Most number of consecutive odd primes in a Collatz sequence

Question

The Collatz function applied to a number $x$ gives $3x+1$ when $x$ is odd and $x/2$ when $x$ is even. Consider the following Collatz sequence:

97760291, 293280874, 146640437, 439921312, 219960656, 109980328, 54990164, 27495082, 13747541, 41242624, 20621312, 10310656, 5155328, 2577664, 1288832, 644416, 322208, 161104, 80552, 40276, 20138, 10069, 30208, 15104, 7552, 3776, 1888, 944, 472, 236, 118, 59, 178, 89, 268, 134, 67, 202, 101, 304, 152, 76, 38, 19, 58, 29, 88, 44, 22, 11, 34, 17, 52, 26, 13, 40, 20, 10, 5, 16, 8, 4, 2, 1

If we ignore even numbers then this sequence contains 14 consecutive odd primes (highlighted in bold). What is the most number of consecutive odd primes that can be found in a Collatz sequence?

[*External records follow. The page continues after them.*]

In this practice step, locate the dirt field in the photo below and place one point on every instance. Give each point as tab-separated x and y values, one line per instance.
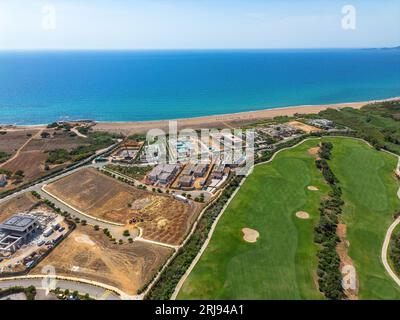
31	159
89	254
250	235
162	218
304	127
59	140
13	140
17	204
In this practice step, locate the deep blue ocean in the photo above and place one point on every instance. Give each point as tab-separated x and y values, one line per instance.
41	87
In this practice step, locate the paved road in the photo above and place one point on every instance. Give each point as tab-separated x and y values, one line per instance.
83	288
389	236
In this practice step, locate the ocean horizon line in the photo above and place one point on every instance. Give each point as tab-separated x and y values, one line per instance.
186	49
232	114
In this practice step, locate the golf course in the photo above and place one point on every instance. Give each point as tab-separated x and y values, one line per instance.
281	262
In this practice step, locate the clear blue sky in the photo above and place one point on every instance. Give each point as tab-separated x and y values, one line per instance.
196	24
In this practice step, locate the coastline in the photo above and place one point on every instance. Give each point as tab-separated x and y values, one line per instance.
230	120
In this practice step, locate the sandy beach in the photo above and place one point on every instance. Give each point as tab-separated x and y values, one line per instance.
222	121
232	120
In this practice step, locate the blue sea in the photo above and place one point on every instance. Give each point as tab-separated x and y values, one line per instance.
41	87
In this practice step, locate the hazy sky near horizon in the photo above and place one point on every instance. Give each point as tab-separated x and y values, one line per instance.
195	24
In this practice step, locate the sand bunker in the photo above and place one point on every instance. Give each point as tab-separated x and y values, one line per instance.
140	204
250	235
302	215
314	151
84	239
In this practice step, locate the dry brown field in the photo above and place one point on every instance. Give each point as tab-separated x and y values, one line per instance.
20	203
90	255
161	217
59	140
13	140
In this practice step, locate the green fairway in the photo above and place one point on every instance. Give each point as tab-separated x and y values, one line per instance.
369	192
282	263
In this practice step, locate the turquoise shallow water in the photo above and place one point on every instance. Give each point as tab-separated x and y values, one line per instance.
40	87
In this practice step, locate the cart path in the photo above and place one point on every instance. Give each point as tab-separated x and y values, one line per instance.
389	236
36	135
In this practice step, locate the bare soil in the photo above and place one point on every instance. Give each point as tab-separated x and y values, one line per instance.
250	235
89	254
302	215
18	204
161	217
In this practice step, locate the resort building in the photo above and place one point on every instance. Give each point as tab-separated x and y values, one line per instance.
218	171
163	173
322	123
16	231
188	170
186	181
200	170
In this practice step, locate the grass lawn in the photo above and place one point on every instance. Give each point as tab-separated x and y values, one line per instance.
282	263
369	191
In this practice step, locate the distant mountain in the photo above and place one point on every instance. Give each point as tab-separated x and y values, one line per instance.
385	48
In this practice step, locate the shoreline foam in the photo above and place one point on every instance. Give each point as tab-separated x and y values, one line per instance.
226	120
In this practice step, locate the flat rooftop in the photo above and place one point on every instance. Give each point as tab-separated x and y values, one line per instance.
18	222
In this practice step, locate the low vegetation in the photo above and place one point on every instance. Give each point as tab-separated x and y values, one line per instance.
329	276
30	292
165	285
377	123
134	172
3	156
95	141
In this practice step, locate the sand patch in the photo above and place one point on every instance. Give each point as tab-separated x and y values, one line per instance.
314	151
250	235
83	238
349	273
141	203
302	215
304	127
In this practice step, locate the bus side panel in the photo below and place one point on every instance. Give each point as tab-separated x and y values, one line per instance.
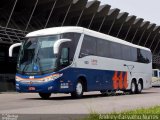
96	79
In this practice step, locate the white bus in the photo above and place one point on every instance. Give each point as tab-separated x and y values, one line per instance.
76	60
155	77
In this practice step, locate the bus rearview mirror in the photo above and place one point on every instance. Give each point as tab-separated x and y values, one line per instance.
12	47
58	43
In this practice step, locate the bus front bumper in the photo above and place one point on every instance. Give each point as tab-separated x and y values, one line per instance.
47	87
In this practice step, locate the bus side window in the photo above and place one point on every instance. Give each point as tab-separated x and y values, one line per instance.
64	59
88	46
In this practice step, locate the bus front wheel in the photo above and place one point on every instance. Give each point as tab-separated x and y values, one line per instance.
78	93
133	87
45	95
139	87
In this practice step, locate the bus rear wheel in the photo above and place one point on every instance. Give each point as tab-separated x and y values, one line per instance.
45	95
78	93
108	92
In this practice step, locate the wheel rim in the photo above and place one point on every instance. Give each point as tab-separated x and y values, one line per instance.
139	87
133	87
79	88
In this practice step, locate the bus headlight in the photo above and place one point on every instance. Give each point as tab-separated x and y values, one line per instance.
52	77
17	79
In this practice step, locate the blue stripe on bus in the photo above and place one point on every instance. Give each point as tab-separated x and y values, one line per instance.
96	80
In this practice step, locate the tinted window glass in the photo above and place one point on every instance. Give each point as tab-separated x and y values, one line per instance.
73	44
133	54
88	46
103	48
115	50
143	56
126	53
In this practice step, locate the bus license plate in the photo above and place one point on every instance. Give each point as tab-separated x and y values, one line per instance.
31	88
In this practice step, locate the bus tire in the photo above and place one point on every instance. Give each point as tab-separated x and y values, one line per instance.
139	87
108	92
78	93
45	95
133	87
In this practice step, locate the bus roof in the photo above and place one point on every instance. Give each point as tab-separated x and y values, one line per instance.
60	30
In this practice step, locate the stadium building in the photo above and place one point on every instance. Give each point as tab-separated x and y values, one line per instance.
18	17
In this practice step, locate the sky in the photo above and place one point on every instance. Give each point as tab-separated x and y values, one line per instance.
149	10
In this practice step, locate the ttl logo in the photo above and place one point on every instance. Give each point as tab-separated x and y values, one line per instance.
120	80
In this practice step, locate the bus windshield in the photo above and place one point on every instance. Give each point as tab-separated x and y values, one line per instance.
37	55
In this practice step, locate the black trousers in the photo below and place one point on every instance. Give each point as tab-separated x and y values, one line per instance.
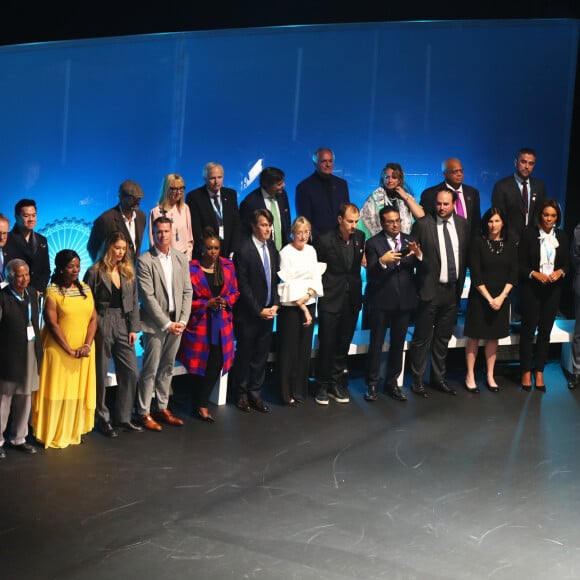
398	323
433	328
253	341
294	350
539	307
335	331
203	385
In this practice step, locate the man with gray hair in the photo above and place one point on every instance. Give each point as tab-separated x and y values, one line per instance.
215	206
20	352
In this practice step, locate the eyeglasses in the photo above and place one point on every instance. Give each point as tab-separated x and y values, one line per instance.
133	198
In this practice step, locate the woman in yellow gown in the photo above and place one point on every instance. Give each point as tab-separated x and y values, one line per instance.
64	406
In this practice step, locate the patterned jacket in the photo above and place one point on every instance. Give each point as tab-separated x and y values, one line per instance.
195	341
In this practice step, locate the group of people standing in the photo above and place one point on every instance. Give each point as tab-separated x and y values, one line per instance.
217	276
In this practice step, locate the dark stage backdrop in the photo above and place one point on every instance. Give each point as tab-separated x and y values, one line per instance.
79	117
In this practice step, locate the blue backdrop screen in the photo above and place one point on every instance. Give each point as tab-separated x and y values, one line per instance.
79	117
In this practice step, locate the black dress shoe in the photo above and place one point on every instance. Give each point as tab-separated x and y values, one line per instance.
419	389
371	395
443	387
397	394
107	430
259	405
243	404
25	448
131	427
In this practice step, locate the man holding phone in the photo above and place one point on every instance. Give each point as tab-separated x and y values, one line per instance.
391	297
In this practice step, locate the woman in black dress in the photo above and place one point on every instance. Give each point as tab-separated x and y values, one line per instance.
543	262
494	271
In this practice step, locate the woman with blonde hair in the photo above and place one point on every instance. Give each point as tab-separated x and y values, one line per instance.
114	287
172	205
301	284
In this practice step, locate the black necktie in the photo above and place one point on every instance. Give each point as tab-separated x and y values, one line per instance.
451	268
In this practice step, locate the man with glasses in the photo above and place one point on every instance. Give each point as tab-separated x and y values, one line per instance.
391	298
125	217
4	227
468	203
215	206
26	244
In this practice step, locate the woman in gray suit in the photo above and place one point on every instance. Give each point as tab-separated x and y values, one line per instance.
112	281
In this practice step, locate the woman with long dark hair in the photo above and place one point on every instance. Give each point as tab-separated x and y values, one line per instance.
207	343
544	257
494	271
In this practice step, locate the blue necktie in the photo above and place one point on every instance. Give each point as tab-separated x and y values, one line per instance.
267	271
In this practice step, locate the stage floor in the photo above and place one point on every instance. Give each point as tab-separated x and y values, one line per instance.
467	487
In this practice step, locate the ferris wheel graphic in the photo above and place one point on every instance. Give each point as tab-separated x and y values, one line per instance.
69	234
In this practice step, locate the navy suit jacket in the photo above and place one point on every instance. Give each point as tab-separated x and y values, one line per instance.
34	253
112	221
319	199
472	203
429	268
393	287
506	195
203	215
255	200
252	281
339	280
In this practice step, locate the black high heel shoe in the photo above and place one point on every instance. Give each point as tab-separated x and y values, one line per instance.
493	389
207	418
471	389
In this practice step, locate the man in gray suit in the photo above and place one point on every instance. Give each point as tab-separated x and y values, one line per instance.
165	293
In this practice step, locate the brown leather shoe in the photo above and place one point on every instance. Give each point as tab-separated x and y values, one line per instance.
149	423
167	417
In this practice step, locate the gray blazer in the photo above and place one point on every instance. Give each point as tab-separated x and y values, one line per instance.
101	288
153	290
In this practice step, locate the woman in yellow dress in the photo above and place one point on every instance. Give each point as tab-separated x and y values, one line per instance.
64	406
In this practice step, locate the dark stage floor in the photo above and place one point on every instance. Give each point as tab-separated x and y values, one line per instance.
472	486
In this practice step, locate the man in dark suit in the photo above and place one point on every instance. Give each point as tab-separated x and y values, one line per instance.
215	206
257	264
342	249
518	195
24	243
391	297
444	242
165	294
468	204
125	217
270	195
319	196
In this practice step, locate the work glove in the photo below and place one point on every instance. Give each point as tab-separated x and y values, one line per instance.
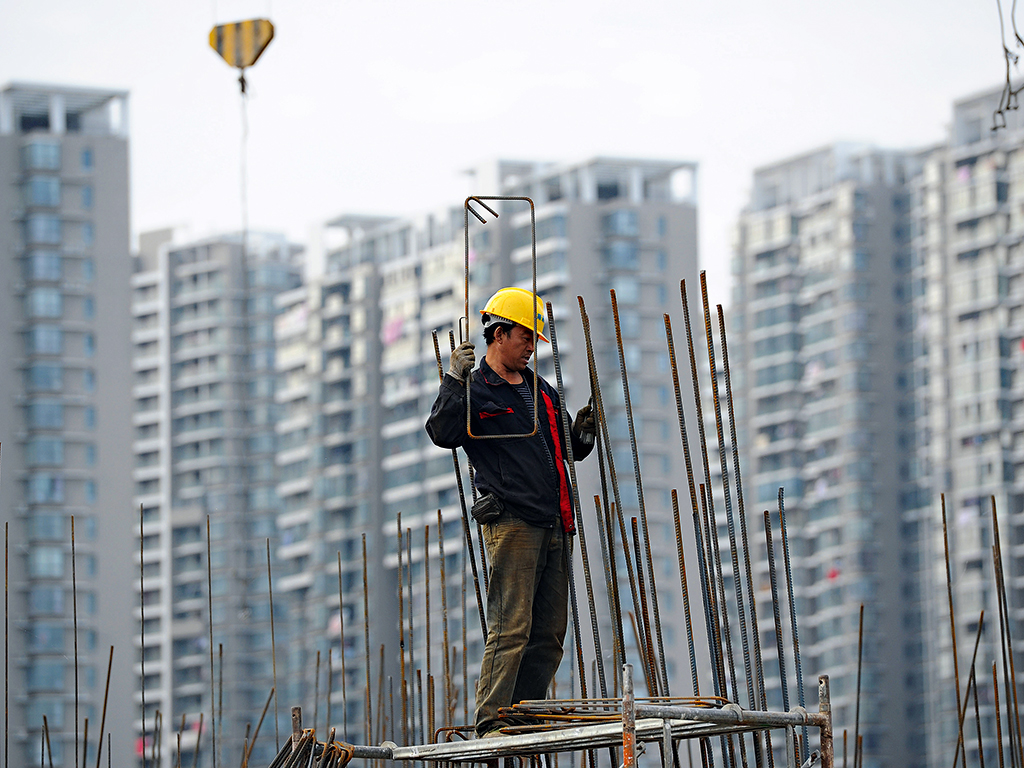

This question was inspired by this one: Prime numbers in Collatz sequences

Answer 1

Your question is equivalent to find prime numbers : $$p,\frac{3p+1}{2^{a_1}},\frac{3\bigg(\frac{3p+1}{2^{a_1}}\bigg)+1}{2^{a_2}},\ldots$$ for arbitrarily long chains, say of length $n$. This is similar to Cunningham chains. According to Dickson's conjecture, $n$ can get arbitrarily large. Thus, one must expect there to be arbitrarily large chains of such primes in the Collatz Sequence.

Answer 2

There is almost surely an existing Mersenne-prime-like conjecture to the effect that for any prime $p\gt3$, there is a prime $q\gt3$ of the form

$$q={2^np-1\over3}$$

with $n\ge1$. (I'd appreciate any confirmation or correction on this conjecture that such a conjecture exists; I looked through Richard Guy's UPINT and didn't see it.) If we always take the smallest $n$ for which $(2^np-1)/3$ is a prime greater than $3$, we can form a Collatz chain backwards:

$$1\leftarrow2\leftarrow4\leftarrow8\leftarrow16\leftarrow5\leftarrow10\leftarrow20\leftarrow40\leftarrow13\leftarrow26\leftarrow52\leftarrow17\leftarrow34\leftarrow11\leftarrow22\leftarrow7\leftarrow14\leftarrow28\leftarrow56\leftarrow112\leftarrow37\leftarrow\cdots$$

(Suppressing the even entries, that's $1\leftarrow5\leftarrow13\leftarrow17\leftarrow11\leftarrow7\leftarrow37\leftarrow\cdots$.)

The existence of arbitrarily long chains of primes as consecutive odd entries in a Collatz sequence doesn't depend on this conjecture (that is, the conjecture need not hold for every prime $p$, just for enough primes to get arbitrarily long chains), but it would follow from it.

Answer 3

I believe I found a way to generate an infinite sequence of such primes. We proceed in reverse order. Start with a prime. Now multiply by 2. If the new number minus one is divisible by 3 and the result is a prime then output it (#). Otherwise continue multiplying by 2 until you reach condition (#), which could take a while. For example if we start with 19 then we will generate this sequence of primes: 19, 101, 67, 89, 59, 157, 13397, 9820104851543381, 1757376215861239855011157... There are more prime terms after this, but they get quite large. Also I am not sure if this will continue to find new primes.